Why Data Mining ?
1. Moving toward the Information Age
This explosively growing, widely available, and gigantic body of data makes our time truly the data age.
Powerful and versatile tools are badly needed to automatically uncover valuable information from the tremendous amounts of data and to transform such data into organized knowledge.
This necessity has led to the birth of data mining.
For example, Google’s Flu Trends uses specific search terms as indicators of flu activity.
It found a close relationship between the number of people who search for flu-related information and the number of people who actually have flu symptoms.
Using aggregated Google search data, Flu Trends can estimate flu activity up to two weeks faster than traditional systems can.

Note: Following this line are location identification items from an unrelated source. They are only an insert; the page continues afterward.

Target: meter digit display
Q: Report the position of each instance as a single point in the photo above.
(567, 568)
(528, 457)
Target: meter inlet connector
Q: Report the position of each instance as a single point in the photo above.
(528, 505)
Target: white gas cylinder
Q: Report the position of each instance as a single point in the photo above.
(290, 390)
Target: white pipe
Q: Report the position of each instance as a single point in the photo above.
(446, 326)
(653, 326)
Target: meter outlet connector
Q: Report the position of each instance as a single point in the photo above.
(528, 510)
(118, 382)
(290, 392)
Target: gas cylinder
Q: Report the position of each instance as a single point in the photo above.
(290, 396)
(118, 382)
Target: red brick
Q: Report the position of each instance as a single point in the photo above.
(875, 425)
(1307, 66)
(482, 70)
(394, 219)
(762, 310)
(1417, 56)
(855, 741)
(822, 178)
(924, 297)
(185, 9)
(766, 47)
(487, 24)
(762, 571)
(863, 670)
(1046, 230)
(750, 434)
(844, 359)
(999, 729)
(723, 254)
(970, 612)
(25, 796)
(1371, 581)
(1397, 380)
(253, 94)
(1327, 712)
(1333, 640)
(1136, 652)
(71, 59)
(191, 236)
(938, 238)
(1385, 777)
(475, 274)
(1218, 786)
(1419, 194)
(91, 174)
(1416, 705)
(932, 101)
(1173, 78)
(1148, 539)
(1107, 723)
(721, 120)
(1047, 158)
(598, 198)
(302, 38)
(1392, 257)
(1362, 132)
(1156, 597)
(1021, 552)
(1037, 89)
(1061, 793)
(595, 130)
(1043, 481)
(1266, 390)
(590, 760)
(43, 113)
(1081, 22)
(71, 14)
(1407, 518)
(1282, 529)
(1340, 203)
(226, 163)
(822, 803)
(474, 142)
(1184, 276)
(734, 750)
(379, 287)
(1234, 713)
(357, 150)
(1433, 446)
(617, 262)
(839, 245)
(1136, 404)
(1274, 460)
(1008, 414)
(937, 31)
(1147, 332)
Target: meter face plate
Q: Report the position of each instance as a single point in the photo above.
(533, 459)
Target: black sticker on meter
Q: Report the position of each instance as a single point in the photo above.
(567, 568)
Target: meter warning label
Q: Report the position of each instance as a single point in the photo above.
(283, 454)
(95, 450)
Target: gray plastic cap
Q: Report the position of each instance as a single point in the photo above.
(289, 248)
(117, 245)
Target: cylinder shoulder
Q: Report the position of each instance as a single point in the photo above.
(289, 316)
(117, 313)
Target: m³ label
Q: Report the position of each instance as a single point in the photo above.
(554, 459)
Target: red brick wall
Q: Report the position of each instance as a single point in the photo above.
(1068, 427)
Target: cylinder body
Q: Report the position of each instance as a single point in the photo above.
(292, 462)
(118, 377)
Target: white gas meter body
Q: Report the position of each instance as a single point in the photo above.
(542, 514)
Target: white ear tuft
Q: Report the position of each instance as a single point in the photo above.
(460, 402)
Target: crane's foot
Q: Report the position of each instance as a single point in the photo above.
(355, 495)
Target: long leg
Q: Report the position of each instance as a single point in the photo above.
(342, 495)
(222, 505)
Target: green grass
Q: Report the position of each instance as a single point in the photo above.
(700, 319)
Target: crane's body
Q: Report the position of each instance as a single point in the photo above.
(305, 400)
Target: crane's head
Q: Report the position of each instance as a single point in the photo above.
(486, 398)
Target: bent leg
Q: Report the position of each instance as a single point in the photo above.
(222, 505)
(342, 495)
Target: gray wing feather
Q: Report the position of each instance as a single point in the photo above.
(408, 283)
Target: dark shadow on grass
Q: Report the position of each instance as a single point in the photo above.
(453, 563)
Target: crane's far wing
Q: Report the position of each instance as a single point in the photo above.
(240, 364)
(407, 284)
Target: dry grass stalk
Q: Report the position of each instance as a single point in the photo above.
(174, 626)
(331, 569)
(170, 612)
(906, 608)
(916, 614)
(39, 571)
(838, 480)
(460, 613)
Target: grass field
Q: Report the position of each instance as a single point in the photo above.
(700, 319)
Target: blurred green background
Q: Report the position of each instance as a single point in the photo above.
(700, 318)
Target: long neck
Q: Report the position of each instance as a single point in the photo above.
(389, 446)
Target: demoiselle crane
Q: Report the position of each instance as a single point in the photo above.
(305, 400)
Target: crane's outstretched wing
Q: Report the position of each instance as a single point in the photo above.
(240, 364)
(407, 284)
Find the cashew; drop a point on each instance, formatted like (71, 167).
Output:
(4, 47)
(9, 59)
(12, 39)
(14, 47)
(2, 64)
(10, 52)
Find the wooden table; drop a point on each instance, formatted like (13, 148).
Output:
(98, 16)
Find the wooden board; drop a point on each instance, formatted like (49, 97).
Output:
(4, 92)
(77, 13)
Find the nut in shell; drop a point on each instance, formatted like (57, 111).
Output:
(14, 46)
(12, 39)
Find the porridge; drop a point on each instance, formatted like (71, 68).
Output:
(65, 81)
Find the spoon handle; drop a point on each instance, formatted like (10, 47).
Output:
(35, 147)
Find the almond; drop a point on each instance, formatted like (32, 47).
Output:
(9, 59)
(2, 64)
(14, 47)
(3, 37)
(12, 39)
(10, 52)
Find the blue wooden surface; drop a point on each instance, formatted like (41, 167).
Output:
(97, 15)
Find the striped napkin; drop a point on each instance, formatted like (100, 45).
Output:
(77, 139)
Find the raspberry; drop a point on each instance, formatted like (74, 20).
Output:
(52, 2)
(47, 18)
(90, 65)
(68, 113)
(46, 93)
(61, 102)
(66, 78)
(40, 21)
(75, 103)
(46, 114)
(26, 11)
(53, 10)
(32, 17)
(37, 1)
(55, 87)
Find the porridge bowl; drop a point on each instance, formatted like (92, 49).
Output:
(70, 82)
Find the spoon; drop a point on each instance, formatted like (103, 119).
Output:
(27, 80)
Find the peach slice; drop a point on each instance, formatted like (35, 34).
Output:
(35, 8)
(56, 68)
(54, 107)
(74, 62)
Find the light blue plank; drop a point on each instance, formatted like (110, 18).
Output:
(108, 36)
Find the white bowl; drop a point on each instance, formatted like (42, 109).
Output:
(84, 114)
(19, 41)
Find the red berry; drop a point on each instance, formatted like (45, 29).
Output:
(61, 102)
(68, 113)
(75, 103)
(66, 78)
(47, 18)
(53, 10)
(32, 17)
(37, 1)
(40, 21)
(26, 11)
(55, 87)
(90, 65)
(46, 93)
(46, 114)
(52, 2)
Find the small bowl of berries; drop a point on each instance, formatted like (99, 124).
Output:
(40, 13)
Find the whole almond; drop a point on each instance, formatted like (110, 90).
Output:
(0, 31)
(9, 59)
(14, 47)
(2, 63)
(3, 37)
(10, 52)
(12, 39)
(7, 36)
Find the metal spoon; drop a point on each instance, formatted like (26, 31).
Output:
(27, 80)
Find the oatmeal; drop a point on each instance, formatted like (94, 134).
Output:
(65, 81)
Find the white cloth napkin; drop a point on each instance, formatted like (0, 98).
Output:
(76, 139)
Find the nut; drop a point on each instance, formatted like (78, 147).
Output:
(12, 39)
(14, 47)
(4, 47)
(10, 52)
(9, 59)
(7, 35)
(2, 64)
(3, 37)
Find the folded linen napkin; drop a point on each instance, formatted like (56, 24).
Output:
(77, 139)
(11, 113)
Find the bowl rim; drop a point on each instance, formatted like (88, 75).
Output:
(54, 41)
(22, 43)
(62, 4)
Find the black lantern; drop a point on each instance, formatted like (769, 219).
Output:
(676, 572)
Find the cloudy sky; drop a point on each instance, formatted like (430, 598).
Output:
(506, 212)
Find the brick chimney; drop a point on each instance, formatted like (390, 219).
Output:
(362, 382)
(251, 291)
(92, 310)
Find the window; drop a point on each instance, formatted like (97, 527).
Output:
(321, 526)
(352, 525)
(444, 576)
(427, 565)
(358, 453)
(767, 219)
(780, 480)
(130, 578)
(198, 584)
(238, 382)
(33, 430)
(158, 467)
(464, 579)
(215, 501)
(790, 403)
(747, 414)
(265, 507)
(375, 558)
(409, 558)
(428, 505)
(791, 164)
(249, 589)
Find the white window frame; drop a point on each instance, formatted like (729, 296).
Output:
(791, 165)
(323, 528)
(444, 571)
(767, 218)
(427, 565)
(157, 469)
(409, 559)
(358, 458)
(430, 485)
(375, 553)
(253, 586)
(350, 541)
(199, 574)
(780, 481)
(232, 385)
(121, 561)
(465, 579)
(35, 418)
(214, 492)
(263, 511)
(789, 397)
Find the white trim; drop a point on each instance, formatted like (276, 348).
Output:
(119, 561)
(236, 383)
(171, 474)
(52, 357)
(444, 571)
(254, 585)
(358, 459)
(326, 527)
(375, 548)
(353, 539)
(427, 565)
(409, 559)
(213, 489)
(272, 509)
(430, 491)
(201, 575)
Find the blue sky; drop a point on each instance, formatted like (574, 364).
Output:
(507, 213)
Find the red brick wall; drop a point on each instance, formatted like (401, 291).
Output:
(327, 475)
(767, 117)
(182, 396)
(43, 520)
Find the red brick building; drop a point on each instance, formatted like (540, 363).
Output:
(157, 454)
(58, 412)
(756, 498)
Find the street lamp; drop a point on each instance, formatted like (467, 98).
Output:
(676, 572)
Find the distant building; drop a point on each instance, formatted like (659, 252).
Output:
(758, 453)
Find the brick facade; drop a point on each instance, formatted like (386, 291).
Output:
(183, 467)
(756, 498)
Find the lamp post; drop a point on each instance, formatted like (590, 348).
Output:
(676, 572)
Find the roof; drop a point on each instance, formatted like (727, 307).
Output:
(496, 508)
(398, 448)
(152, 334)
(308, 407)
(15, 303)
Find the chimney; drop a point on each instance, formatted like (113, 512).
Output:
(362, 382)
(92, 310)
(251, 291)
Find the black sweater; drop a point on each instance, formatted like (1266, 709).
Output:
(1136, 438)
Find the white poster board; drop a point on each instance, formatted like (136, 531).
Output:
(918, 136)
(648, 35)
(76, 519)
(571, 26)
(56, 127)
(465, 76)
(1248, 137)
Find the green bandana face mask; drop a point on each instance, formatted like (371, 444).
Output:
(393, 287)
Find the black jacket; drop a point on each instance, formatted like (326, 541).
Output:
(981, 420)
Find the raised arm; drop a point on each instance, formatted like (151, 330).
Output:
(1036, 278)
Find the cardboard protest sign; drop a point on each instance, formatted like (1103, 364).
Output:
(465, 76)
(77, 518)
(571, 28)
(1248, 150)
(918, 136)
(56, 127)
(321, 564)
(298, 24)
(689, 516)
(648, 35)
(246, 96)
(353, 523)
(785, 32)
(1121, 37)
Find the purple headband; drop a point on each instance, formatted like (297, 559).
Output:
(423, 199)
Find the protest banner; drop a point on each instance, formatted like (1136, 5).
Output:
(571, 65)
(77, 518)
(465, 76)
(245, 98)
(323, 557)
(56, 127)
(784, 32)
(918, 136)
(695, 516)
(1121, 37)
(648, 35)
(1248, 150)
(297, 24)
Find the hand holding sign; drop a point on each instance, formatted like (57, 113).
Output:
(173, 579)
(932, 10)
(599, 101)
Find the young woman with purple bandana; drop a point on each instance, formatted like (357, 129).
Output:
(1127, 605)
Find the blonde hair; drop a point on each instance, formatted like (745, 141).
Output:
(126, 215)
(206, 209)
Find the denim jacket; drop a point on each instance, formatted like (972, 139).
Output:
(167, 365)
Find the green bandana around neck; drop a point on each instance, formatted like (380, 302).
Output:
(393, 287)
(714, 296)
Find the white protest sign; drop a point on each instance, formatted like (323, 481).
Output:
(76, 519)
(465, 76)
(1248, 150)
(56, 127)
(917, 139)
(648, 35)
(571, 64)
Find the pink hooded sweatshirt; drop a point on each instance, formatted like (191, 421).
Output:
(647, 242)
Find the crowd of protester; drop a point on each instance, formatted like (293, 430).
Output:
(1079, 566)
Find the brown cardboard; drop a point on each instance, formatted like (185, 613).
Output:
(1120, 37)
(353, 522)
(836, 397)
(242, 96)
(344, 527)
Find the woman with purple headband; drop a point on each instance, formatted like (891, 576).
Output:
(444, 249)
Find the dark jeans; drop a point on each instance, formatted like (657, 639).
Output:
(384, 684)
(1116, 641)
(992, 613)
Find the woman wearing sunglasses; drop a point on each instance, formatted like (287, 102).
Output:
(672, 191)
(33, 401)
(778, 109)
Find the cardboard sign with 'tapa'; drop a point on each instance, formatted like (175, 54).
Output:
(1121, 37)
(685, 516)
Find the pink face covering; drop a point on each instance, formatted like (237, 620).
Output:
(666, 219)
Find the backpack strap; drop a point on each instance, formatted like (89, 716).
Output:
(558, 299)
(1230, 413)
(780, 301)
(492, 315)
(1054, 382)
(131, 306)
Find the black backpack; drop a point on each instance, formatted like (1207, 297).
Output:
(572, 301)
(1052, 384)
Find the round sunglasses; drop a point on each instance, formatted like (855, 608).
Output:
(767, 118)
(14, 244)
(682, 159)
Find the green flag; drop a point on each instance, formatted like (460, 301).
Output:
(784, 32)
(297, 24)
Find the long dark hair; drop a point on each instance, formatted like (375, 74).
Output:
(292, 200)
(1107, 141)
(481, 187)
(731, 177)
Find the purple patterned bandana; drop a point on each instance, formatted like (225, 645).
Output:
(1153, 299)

2. Evolution of Information Technology
The research and development in database systems since the 1970s progressed from early hierarchical and network database systems to relational database systems.
One emerging data repository architecture is the data warehouse.
This is a repository of multiple heterogeneous data sources organized under a unified schema [plan] at a single site to facilitate management decision making.
In summary, the abundance of data, coupled with the need for powerful data analysis tools, has been described as a data-rich but information poor situation.
- data repositories, has far exceeded our human ability for comprehension without powerful tools.
As a result, data collected in large data repositories become “data tombs”—data archives that are seldom visited.
Consequently, important decisions are often made based not on the information-rich data stored in data repositories but rather on a decision maker’s intuition, simply because the decision maker does not have the tools to extract the valuable knowledge embedded in the vast amounts of data.
Efforts have been made to develop expert system and knowledge-based technologies, which typically rely on users or domain experts to manually input knowledge into knowledge bases.
Unfortunately, however, the manual knowledge input procedure is prone to biases and errors and is extremely costly and time consuming.
The widening gap between data and information calls for the systematic development of data mining tools that can turn data tombs into “golden nuggets” of knowledge.